Normally Seville oranges are considered the best oranges for marmalade because of their bitterness and sourness — qualities that play neatly off the sugar — but in my fruit bowl this weekend I found Cara Cara oranges (they’re pink on the inside), blood oranges (they’re red on the inside), and kumquats. I weighted out two pounds worth, then got to work.

Step one: cut the rind and pith off of the fruit. Don’t worry if yours isn’t perfect (mine certainly isn’t!): everything’s going into the pot eventually. Then get to slicing. Slice the rind into 1/4 inch lengths, cut the fruit in half and slice it into 1/2-inch slices, and slices the kumquats. If you find any seeds along the way, throw them away or do what you’re supposed to do — put them in cheesecloth and throw them into the pot for some extra pectin. Did I do that? I did not.
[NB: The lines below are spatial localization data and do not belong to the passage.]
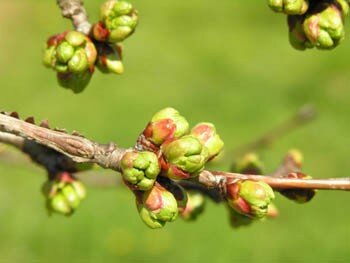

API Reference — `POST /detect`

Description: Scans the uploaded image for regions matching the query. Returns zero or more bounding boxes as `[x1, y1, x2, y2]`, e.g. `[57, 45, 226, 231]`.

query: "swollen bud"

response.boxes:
[268, 0, 309, 15]
[43, 31, 97, 93]
[94, 0, 139, 43]
[190, 122, 224, 161]
[231, 153, 264, 175]
[180, 192, 206, 221]
[143, 108, 189, 146]
[96, 43, 124, 74]
[279, 172, 316, 203]
[136, 183, 178, 229]
[120, 151, 160, 191]
[42, 172, 87, 216]
[303, 1, 346, 49]
[226, 180, 275, 219]
[161, 135, 208, 179]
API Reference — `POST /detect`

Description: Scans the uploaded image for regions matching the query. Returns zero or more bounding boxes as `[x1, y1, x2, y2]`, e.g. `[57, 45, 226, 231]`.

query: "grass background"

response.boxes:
[0, 0, 350, 262]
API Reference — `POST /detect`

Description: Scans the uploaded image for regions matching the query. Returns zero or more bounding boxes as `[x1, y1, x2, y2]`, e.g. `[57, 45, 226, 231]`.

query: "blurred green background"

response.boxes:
[1, 0, 350, 262]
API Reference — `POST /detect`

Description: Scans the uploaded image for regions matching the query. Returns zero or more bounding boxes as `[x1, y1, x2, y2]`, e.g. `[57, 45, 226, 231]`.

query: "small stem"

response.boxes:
[199, 170, 350, 191]
[56, 0, 92, 34]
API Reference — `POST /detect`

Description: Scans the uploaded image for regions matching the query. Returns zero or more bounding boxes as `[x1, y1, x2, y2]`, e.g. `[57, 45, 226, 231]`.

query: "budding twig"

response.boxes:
[1, 112, 349, 192]
[198, 171, 350, 191]
[56, 0, 91, 34]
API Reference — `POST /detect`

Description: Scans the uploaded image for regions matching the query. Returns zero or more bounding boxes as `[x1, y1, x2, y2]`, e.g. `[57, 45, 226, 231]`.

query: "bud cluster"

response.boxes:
[43, 31, 97, 93]
[140, 108, 224, 180]
[92, 0, 138, 43]
[43, 1, 138, 92]
[42, 172, 86, 216]
[126, 107, 224, 228]
[268, 0, 350, 50]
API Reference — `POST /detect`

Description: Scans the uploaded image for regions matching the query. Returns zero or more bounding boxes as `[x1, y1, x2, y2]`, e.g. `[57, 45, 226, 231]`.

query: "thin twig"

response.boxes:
[56, 0, 91, 34]
[198, 170, 350, 191]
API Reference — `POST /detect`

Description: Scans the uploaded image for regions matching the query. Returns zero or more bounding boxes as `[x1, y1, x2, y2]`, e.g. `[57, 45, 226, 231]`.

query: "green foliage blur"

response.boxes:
[0, 0, 350, 262]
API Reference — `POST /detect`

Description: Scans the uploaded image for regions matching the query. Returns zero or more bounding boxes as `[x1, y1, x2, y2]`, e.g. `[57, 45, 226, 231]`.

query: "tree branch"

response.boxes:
[0, 113, 125, 171]
[1, 112, 350, 192]
[56, 0, 91, 34]
[198, 171, 350, 191]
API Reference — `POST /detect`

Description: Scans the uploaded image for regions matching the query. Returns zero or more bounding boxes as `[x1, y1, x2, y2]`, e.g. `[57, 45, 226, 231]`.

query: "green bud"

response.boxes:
[190, 122, 224, 161]
[113, 1, 133, 15]
[42, 173, 87, 216]
[43, 31, 97, 92]
[231, 153, 264, 175]
[62, 185, 81, 209]
[71, 181, 87, 199]
[180, 192, 206, 221]
[56, 42, 74, 63]
[161, 135, 208, 179]
[43, 46, 56, 68]
[108, 26, 134, 42]
[121, 151, 160, 191]
[137, 183, 178, 229]
[54, 62, 68, 73]
[268, 0, 309, 15]
[303, 2, 345, 49]
[97, 45, 124, 74]
[68, 49, 89, 73]
[65, 31, 85, 47]
[112, 15, 137, 27]
[105, 58, 124, 74]
[226, 180, 275, 219]
[143, 107, 189, 146]
[50, 194, 72, 215]
[101, 0, 118, 19]
[100, 0, 138, 42]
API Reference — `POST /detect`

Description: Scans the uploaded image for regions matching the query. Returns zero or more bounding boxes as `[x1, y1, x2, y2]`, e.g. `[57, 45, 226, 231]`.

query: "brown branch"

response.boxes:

Doesn’t that look gorg? I could put my bathing suit on and jump right in, though there isn’t any water in there yet. Let’s add some. Six cups, please.

Then it’s time for sugar. You need a lot of sugar to make marmalade — them’s just the rules. So four cups of sugar, make your entrance.

Add 1/4 cup lemon juice, then crank up the heat, bring it to a boil, lower to an active simmer and cook for 90 minutes or until a thermometer says 220. At that point we do what’s called the wrinkle test. You should have a small plate in the freezer (sorry, should’ve told you sooner); dollop some of the marmalade on to the plate. Let it cool for a second and then push it with your finger. If you see wrinkles, you’ve got marmalade.

I should say here that I made the mistake of putting this into jars when I didn’t really pass the wrinkle test. You’ll know you’ve failed the wrinkle test if the marmalade stays super liquidy after sitting for a while. Don’t worry — you can do what I did. Which was essentially to put everything back into the pot, bring it back to a boil, and cook for another 5 to 10 minutes until I absolutely, without question, passed the wrinkle test.

This may be the only time in your life where you actually want wrinkles.

As for the canning aspect to this, I just ladled everything into clean jars and put the lids on. I don’t expect this to keep at room temperature — I’m storing it in the fridge and I hope we gobble it up over the next month. Truthfully, I’ve never had a problem with jam going bad or making anyone sick as long as I’ve kept it in the fridge. But do your own research. I don’t want to wind up in jail like Paddington! But at least now, if I do, I know how to make marmalade.